A scoping review of studies using observational data to optimise dynamic treatment regimens
Background Dynamic treatment regimens (DTRs) formalise the multi-stage and dynamic decision problems that clinicians often face when treating chronic or progressive medical conditions. Compared to randomised controlled trials, using observational data to optimise DTRs may allow a wider range of treatments to be evaluated at a lower cost. This review aimed to provide an overview of how DTRs are optimised with observational data in practice. Methods Using the PubMed database, a scoping review of studies in which DTRs were optimised using observational data was performed in October 2020. Data extracted from eligible articles included target medical condition, source and type of data, statistical methods, and translational relevance of the included studies. Results From 209 PubMed abstracts, 37 full-text articles were identified, and a further 26 were screened from the reference lists, totalling 63 articles for inclusion in a narrative data synthesis. Observational DTR models are a recent development and their application has been concentrated in a few medical areas, primarily HIV/AIDS (27, 43%), followed by cancer (8, 13%), and diabetes (6, 10%). There was substantial variation in the scope, intent, complexity, and quality between the included studies. Statistical methods that were used included inverse-probability weighting (26, 41%), the parametric G-formula (16, 25%), Q-learning (10, 16%), G-estimation (4, 6%), targeted maximum likelihood/minimum loss-based estimation (4, 6%), regret regression (3, 5%), and other less common approaches (10, 16%). Notably, studies that were primarily intended to address real-world clinical questions (18, 29%) tended to use inverse-probability weighting and the parametric G-formula, relatively well-established methods, along with a large amount of data.
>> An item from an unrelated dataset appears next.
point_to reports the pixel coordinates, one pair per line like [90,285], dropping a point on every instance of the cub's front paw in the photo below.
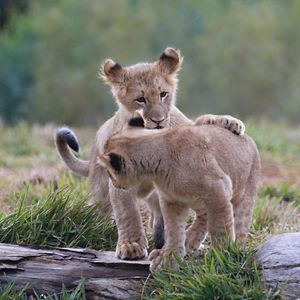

Studies focused on methodological developments (45, 71%) tended to be more complicated and included a demonstrative real-world application only. Conclusions As chronic and progressive conditions become more common, the need will grow for personalised treatments and methods to estimate the effects of DTRs. Observational DTR studies will be necessary, but so far their use to inform clinical practice has been limited. Focusing on simple DTRs, collecting large and rich clinical datasets, and fostering tight partnerships between content experts and data analysts may result in more clinically relevant observational DTR studies.